La tradizione: consegna o assenza?
Festa dei Santi e dei defunti. I morti parlano, ma non dicono parole. Ti soffiano all’orecchio e non li vedi.
Anche Pietro Barcellona è partito, si è fermato sulla soglia della nuova dimora per ascoltare le nostre voci e le nostre preghiere e poi è scomparso dietro le siepi di un grande parco: nel controcorrente Giuseppe Stoppiglia ne raccoglie, con parole e con immagini, la sua voce e la sua anima.
Se sfoglio le pagine, incontro e accosto una parola abusata, trasformata in spada ed è compagna del nostro vivere, che ci chiede di procedere in avanti e non contro: tradizione; introduce Alberto Gaiani, con Tradizione, tradire, stare dentro, stare fuori, in cammino.
A proposito della tradizione, Luca Illetterati scrive una lunga lettera a un amico, dove racconta della consegna ai pagani del cristianesimo, che si contamina con le tradizioni locali, per radicarsi ulteriormente nella storia degli uomini.
Piero Stefani in La consegna di un deposito antico. Tradizione e religione sviluppa il tema della tradizione religiosa, un deposito consegnato al singolo da parte della Comunità.
Continua il monografico Guido Turus con Il tradizionale pomodoro italiano, che conferma i processi di contaminazione degli umani.
Chiude Francesco Minimo con Indovina chi viene a cena?, che non è la recensione del film del 1967 con Spencer Tracy e Katharine Hepburn, ma un dialogo la sera della vigilia di Natale. È un raccontino in forma di dialogo, forse un apologo. Siamo insomma nel campo della fiction. Perché questa scelta?
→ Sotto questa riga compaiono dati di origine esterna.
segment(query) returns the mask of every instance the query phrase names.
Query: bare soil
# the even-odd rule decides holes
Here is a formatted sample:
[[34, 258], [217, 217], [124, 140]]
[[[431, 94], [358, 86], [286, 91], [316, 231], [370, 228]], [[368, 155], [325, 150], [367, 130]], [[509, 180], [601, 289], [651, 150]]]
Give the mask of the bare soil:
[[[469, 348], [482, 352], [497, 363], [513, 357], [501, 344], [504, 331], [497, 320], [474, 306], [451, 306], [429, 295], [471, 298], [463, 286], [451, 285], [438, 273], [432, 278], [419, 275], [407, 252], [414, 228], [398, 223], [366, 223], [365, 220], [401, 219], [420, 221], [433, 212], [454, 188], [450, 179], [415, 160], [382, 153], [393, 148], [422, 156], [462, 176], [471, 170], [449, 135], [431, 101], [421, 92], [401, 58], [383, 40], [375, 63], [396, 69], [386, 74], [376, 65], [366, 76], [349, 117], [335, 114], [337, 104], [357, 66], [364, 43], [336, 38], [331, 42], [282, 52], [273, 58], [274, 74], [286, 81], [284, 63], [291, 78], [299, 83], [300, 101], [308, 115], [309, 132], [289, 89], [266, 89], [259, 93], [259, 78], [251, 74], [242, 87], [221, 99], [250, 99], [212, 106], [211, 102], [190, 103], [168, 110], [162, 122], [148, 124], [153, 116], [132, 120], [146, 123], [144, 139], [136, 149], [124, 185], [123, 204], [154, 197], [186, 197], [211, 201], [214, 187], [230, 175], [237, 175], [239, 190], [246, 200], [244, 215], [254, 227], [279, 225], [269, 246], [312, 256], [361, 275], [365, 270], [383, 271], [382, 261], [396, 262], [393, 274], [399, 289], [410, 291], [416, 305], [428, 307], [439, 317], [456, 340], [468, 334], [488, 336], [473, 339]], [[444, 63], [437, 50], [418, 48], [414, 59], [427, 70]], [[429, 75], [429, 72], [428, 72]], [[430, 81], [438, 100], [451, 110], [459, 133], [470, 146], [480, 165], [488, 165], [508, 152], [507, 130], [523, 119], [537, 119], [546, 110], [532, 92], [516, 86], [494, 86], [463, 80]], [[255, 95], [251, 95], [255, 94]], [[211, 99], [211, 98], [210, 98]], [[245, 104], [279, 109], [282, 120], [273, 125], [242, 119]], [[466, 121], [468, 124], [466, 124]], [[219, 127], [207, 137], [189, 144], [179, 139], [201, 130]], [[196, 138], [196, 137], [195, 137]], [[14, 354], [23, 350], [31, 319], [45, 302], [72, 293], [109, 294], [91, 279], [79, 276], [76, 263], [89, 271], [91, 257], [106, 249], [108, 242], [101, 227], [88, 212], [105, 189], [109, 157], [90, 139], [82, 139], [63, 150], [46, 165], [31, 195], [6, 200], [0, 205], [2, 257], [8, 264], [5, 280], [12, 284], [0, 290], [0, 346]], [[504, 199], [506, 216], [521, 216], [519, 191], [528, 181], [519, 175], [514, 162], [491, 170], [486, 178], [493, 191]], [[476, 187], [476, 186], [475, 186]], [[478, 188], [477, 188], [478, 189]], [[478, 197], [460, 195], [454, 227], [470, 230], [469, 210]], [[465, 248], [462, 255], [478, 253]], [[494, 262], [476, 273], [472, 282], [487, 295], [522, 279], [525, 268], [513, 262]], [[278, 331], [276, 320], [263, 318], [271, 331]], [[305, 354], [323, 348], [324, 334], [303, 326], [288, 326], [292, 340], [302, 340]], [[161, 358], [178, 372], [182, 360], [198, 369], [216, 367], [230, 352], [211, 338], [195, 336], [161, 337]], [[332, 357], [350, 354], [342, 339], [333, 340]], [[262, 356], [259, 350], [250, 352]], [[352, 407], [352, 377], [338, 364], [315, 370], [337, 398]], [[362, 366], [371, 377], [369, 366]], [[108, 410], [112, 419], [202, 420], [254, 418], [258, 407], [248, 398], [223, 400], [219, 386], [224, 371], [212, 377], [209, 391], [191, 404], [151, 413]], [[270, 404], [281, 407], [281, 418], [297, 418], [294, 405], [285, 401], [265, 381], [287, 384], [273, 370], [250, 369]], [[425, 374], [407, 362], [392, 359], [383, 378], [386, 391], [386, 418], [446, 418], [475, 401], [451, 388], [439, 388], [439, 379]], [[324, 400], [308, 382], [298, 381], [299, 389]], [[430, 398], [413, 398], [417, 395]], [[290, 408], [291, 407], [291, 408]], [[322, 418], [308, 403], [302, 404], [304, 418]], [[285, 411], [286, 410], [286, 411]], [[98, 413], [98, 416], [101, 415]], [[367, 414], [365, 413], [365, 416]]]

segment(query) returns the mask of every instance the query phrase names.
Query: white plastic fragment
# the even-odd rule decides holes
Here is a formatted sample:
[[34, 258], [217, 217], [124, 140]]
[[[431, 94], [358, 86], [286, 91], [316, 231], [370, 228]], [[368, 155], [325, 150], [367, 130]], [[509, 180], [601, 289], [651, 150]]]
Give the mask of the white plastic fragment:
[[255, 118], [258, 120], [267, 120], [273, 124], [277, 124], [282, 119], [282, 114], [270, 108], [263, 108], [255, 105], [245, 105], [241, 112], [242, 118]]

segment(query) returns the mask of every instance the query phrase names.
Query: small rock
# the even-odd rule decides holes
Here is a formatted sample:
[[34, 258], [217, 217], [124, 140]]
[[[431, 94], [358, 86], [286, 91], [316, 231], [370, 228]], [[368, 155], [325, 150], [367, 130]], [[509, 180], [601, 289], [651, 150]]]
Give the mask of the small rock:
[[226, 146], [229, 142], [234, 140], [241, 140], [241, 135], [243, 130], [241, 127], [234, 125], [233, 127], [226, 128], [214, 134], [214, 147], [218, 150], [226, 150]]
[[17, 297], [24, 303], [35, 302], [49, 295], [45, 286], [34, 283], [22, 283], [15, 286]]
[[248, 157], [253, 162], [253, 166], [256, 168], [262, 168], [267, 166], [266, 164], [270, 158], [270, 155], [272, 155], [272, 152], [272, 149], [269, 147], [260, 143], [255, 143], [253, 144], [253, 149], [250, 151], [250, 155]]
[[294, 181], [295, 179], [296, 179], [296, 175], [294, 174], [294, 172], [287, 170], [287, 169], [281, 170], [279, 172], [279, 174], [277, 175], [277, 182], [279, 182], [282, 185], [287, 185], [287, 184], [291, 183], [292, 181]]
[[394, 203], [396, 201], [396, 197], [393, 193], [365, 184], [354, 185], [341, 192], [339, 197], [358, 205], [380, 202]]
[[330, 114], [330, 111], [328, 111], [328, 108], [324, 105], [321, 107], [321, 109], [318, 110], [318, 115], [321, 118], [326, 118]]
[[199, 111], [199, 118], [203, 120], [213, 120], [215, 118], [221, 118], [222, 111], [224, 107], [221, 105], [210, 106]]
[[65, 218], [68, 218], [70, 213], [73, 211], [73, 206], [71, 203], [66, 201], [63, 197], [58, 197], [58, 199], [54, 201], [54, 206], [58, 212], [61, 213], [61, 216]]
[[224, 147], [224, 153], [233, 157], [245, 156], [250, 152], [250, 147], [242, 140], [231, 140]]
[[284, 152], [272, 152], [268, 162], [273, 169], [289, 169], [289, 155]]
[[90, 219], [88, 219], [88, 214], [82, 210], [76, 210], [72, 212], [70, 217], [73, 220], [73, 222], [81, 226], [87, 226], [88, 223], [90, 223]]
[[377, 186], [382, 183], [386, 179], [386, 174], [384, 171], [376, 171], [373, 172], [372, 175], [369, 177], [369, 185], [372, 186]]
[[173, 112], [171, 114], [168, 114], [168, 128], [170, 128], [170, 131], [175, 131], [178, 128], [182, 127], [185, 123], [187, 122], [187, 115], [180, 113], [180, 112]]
Non saprei rispondere con esattezza, forse perché il tema era troppo vasto, profondo, contraddittorio e all’autore è risultato impossibile «dire la sua opinione». La fiction può sembrare oscura, ma forse la letteratura ci propone una chiarezza diversa.
Augusto Cavadi afferma che lo Stato di diritto apre l’età moderna, in cui la fedeltà al capo si trasforma in fedeltà civica alle leggi. Teoria non sempre rispettata dai contemporanei del Porcellum.
Paziente lettore, fermati e guarda dentro la vetrina dei libri, leggi i nomi, i pronomi e gli aggettivi; un avverbio, forse, dopo un’interiezione.
E qui mi fermo anch’io, come fa il contadino accanto alla sacra edicola del santo, a leggere la lettera che Pietro Barcellona scriveva a Giuseppe e agli amici di Macondo in occasione della festa nazionale del 2011.
Da una finestra del pianoterra, Giovannni Realdi mi chiama e mi mostra La prima della ultime colline, una lunga conversazione con uomini e donne che hanno fatto la Resistenza, affrontato la guerra civile.
Da Lomé Adzokékéli Nyagbe ci manda una scheda sul Togo.
Non so cosa troverete, ma sono ancora in attesa della rubrica di economia di Fabrizio Panebianco, che è partito con tutta la famiglia per Parigi, dove resterà qualche anno, per lavoro.
In memoria di Ernesto Balducci, nel ventunesimo anniversario della sua morte, pubblichiamo uno scritto di Benito Boschetto, che di padre Balducci è stato discepolo.
Segue la cronaca di Macondo e dintorni, che raccoglie cose vecchie e cose nuove, senza sorprese.
Chiude il servizio per immagini, dedicato al Laos, autore Paolo Arsie Pelanda, che ancora porti negli occhi.